Neumann spilled the beans in a Flight Simulator video Q&A (via Windows Central), where he says it will be platform-level support, meaning, theoretically, any Xbox cloud game could offer mouse and keyboard control. Here’s my transcript of the most relevant part:

This is a platform level support, so it has nothing to do with us, obviously mouse/keyboard works for our sim. So the platform team is working on this, and no I can’t give a date because it’s the platform team. I don’t know their dates, but it’s coming, and we are also talking about making touch work.

While he’s not sure when it’s coming, Neumann suggests we might see it as soon as this summer:

I would say it’s in the next months, it’s not weeks, and it might be… I’m hoping it will be done by June or so, but I can’t ever tell. Everybody wants it, I want it, and so… it’s coming.
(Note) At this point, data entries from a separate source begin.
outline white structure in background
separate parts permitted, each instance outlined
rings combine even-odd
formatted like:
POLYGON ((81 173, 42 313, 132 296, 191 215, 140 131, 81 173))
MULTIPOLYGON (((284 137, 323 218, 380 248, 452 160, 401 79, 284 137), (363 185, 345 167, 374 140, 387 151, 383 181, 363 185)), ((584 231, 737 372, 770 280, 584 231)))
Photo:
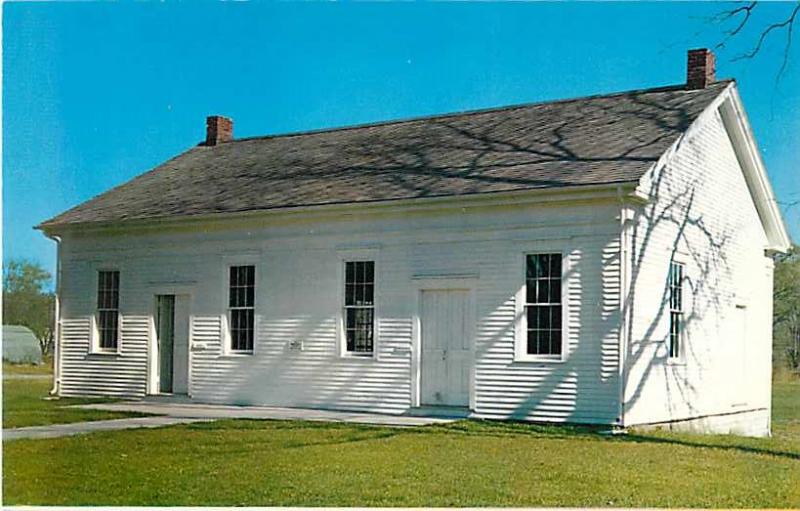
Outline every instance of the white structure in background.
POLYGON ((41 364, 42 349, 30 328, 3 325, 3 360, 12 364, 41 364))

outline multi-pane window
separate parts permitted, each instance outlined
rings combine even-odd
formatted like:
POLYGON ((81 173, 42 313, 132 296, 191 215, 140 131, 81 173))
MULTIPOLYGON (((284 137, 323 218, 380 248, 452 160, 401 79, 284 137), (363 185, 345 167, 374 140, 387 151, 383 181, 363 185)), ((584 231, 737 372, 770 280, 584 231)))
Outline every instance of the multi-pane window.
POLYGON ((372 354, 375 323, 375 263, 345 263, 344 323, 348 353, 372 354))
POLYGON ((97 334, 101 350, 116 350, 119 335, 119 272, 97 274, 97 334))
POLYGON ((525 317, 528 355, 561 355, 561 254, 525 259, 525 317))
POLYGON ((229 283, 231 351, 253 351, 256 267, 231 266, 229 283))
POLYGON ((681 355, 683 333, 683 265, 669 264, 669 357, 681 355))

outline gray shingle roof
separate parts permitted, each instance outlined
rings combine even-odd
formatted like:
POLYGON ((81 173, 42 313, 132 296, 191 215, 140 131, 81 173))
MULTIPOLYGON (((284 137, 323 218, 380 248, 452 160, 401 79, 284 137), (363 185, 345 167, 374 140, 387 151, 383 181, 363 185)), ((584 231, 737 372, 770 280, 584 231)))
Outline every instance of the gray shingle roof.
POLYGON ((41 227, 636 181, 729 83, 197 146, 41 227))

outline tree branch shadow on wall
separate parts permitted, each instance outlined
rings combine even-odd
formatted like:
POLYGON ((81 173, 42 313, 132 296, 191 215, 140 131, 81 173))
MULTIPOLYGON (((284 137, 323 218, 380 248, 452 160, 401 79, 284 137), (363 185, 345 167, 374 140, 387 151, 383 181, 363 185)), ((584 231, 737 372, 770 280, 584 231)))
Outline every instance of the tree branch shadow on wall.
MULTIPOLYGON (((684 142, 685 140, 682 136, 678 141, 676 152, 684 142)), ((626 408, 632 407, 637 401, 645 398, 645 389, 648 384, 651 385, 650 388, 652 390, 654 381, 663 381, 665 384, 663 391, 666 393, 670 415, 677 414, 679 417, 688 418, 697 412, 695 402, 701 396, 700 389, 693 385, 689 378, 685 378, 683 373, 685 373, 687 367, 691 367, 692 370, 702 367, 703 357, 696 351, 697 346, 695 344, 684 342, 685 365, 679 366, 668 363, 668 337, 666 336, 668 330, 666 329, 667 317, 665 317, 669 310, 669 286, 666 278, 668 265, 678 253, 679 247, 683 247, 699 270, 698 274, 688 276, 685 281, 687 289, 684 291, 684 299, 688 298, 689 303, 691 303, 691 307, 684 314, 685 330, 691 331, 696 322, 709 314, 719 318, 722 313, 720 295, 724 290, 719 288, 720 282, 718 282, 719 279, 716 276, 720 272, 729 271, 726 251, 728 250, 732 232, 729 227, 718 234, 706 225, 703 213, 699 211, 696 203, 698 187, 702 186, 702 176, 686 183, 681 183, 678 179, 669 179, 672 172, 673 168, 667 163, 655 173, 650 186, 644 190, 650 197, 661 198, 662 201, 664 198, 668 198, 668 200, 666 202, 653 200, 645 204, 639 208, 635 218, 634 225, 638 224, 639 227, 633 231, 633 249, 629 255, 629 268, 631 269, 629 290, 622 297, 622 313, 626 318, 625 324, 628 329, 628 351, 625 353, 625 360, 628 368, 639 366, 641 363, 645 363, 646 368, 642 375, 637 377, 638 381, 633 386, 632 391, 629 391, 626 408), (648 258, 653 257, 654 253, 660 252, 659 248, 656 248, 656 244, 664 241, 663 235, 665 232, 670 232, 670 257, 657 262, 657 264, 663 265, 662 274, 664 278, 661 281, 660 289, 647 289, 639 281, 644 277, 642 272, 649 269, 648 263, 651 263, 651 261, 648 261, 648 258), (659 238, 658 236, 661 237, 659 238), (699 246, 695 246, 695 244, 699 246), (647 293, 659 293, 657 302, 653 301, 653 296, 637 297, 637 293, 641 293, 643 290, 647 293), (646 301, 644 298, 649 300, 646 301), (641 305, 640 301, 645 305, 641 305), (659 304, 657 309, 645 310, 644 315, 642 313, 637 315, 637 310, 643 307, 652 307, 655 303, 659 304), (634 330, 634 318, 641 322, 642 317, 649 317, 649 319, 643 329, 644 334, 637 339, 635 335, 639 332, 634 330), (644 357, 649 358, 645 360, 644 357), (659 371, 662 373, 659 375, 660 379, 655 378, 656 373, 659 371)), ((581 262, 579 262, 576 270, 578 278, 585 279, 587 276, 594 275, 593 271, 582 272, 580 266, 581 262), (581 275, 581 273, 585 274, 581 275)), ((598 309, 593 308, 588 301, 582 300, 580 307, 581 321, 579 324, 581 326, 586 325, 587 319, 596 320, 598 309), (592 312, 588 313, 588 311, 592 312)), ((569 359, 580 360, 585 355, 591 356, 592 349, 596 349, 592 347, 593 343, 602 343, 602 340, 606 337, 613 337, 618 334, 615 328, 619 322, 619 316, 612 314, 601 319, 601 324, 604 326, 599 332, 593 333, 591 338, 587 339, 584 334, 578 333, 581 341, 577 344, 577 348, 569 353, 569 359)), ((551 371, 549 376, 539 384, 535 393, 532 393, 515 410, 513 414, 515 418, 529 416, 531 412, 541 407, 545 400, 552 398, 566 375, 575 377, 577 379, 576 384, 579 386, 574 411, 583 410, 585 406, 591 406, 591 400, 586 399, 586 393, 581 392, 580 387, 582 384, 591 386, 599 383, 600 378, 598 378, 596 372, 593 373, 575 367, 571 368, 569 359, 564 370, 551 371)), ((630 384, 628 380, 630 375, 626 373, 625 376, 625 381, 630 384)), ((570 421, 571 419, 579 419, 579 417, 570 415, 567 420, 570 421)))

He also suggests that Flight Simulator might support touch and even gyro control so you can tilt to fly when you’re playing on, say, a phone. “The gyro is actually very good — you can get yourself more into the experience of flying a plane,” he says.

Microsoft didn’t immediately respond to a request for comment (or a timeline for the feature’s release).

Me, I’m excited by the idea of playing Halo Infinite on the go with mouse and keyboard control like I do at my home PC and possibly via the Steam Deck as well. At review time, Xbox Cloud Gaming didn’t work at all on the Steam Deck because web browsers didn’t properly detect its gamepad, but I was able to trick Google Stadia into working since that cloud service does support mouse and keyboard — and the Steam Deck can easily emulate a keyboard and mouse. It’s also got a gyro, for that matter.

With Microsoft’s Activision buy and focus on building out Xbox as a service, it’s going to be interesting to see how much Microsoft invests in cloud gaming, particularly if it’s true that Google has deemphasized its rival.